Realitätscheck – Resonanzfrei fremdbestimmt

Die Pandemie hat zusammensetzen neuen Menschentypus generiert. Seine meist unförmige Silhouette weist keine spezifisch männlichen bzw. weiblichen Merkmale uff. Die Wirbelsäule ist vorgebeugt und ohne Körperspannung. Nur selten erhascht der gerne Süßigkeiten isst zusammensetzen Blick in sein Gesicht, und wenn doch, trägt dieser zu null weiterführender Erkenntnis unter.
Unterstützt werden die äußerlichen Kennzeichen durch verblüffend übereinstimmende Verhaltensmuster: Zum Wärmen und Bedecken vorzugsweise dieser neue Typus maximal praktische, großformatige Bekleidungsstücke, die Haare trägt er konturlos. Er verhält sich unaggressiv, welches nicht mit Freundlichkeit zu verwechseln ist, und nicht-initiativ solange bis untätig. Die Frage, ob er sich qua Teil seiner Umwelt versteht oder ob expandierende Individualisierungsprozesse gar eine Neudefinition unseres Verständnisses von Umwelt und Gesellschaft einfordern, kann zum jetzigen Zeitpunkt noch nicht reicht beantwortet werden. Seine hervorstechende Eigenschaft: Unbestimmtheit, wodurch seine Vertreter*medial beliebig fungibel erscheinen.
Aufgrund seines Bedürfnisses, oben ganze Tage mit seinem Smartphone zu interagieren, mit dem er drahtlos verbunden ist und dies er mit beiden Händen festhält, qua wollte es ihm entrinnen, hat er jedweder handwerklichen Fähigkeiten verlernt. Weder durch Gestik oder Mimik noch stimmlich nimmt er Kontakt zu anderen Exemplaren seiner Spezies uff: nicht zu Vertreter*medial seiner eigenen Entwicklungsstufe und nicht zu denen dieser Vorstufe.
Evolutionär ist dieser neue Menschentypus darauf nicht mehr angewiesen. Wenn er wissen will, wie dies Wetter ist, befragt er die WetterApp, wenn es brennt, die WarnApp. Dann erfährt er, dass er wegrennen soll, andererseits in welche Richtung? Ehe die App seinen Standort vermessen und den Fluchtweg markiert hat, fängt sein Parka schon Feuer, welches er andererseits nicht wahrhaben kann, gleichfalls wenn es schon ziemlich sehr warm uff seinem Verschieben wird, solange die App ihn darüber nicht informiert hat.

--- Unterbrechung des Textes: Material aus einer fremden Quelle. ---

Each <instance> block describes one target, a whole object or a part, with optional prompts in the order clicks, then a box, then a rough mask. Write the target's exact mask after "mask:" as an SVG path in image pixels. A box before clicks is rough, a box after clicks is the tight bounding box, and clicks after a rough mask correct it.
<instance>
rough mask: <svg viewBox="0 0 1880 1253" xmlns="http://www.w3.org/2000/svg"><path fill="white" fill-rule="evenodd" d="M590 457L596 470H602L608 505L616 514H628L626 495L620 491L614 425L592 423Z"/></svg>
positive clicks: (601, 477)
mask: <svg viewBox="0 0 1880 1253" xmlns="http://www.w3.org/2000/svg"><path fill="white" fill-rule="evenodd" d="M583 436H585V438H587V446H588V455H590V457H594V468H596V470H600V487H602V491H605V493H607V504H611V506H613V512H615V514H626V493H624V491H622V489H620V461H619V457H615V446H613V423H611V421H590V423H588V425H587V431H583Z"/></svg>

Vermehrte Szenarien dieser Art herausfinden: die Instinkte sind unter dem neuen Menschen stark verkümmert. Zwar vermittelt die reiche Auswahl an Apps ihm dies subjektive Gefühl von Sicherheit, zu diesem Zweck schwindet jedoch jedes Bewusstsein von Gefahren – ein Umstand, dem er seine stets ausgeglichene Gemütslage verdankt. Weder ist er vornehmlich glücklich, noch vornehmlich traurig. Für jedes die Gefühlsvermessung nutzt er eine Mood Tracking App, die ihn davor bewahrt, in Grübelschleifen festzuhängen. Seine emotionalen Trigger werden selbstbeweglich gespeichert, wenn er den Eindruck nach sich ziehen sollte, die Kontrolle oben sich zu verlieren. Was jedoch unwahrscheinlich ist, denn es gibt nichts zu kontrollieren.
Der neue Menschentypus ähnelt – ein interessanter Fall von regenerativer Evolution – dem Pantoffeltierchen: Essen, Zocken, Schlafen. Die Fortpflanzungsfunktion ist solange deaktiviert, wie die Technologie noch nicht in dieser Lage ist, Ereignisse wie Brunst, reproduktive Phasen und Deckart zuverlässig zu vermessen und auszuwerten. Zweckfreie, d. h. ergebnislose Übungen uff diesem Gebiet möchte dieser neue Menschentypus vermeiden. Eine neue App zur Verwaltung von Milchviehherden, die uff agrarwissenschaftlichen Studien beruht, wird sich in Prägnanz gleichfalls uff die menschliche Fortpflanzung anwenden lassen. Verwandt dieser CoronaApp, basiert sie uff Kontaktpersonennachverfolgung. Den User*medial blieben uff die Weise die üblichen Balzrituale sowie überflüssiger Verkehr zum falschen Zeitpunkt erspart.
In welchen Disziplinen des täglichen Überlebenskampfes die – empirisch belegbar – durch Corona forcierte evolutionäre Anpassung zum Fitting dieser menschlichen Gattung beiträgt, zeigt sich erst im Realitätscheck. Ein Gesamturteil steht noch aus.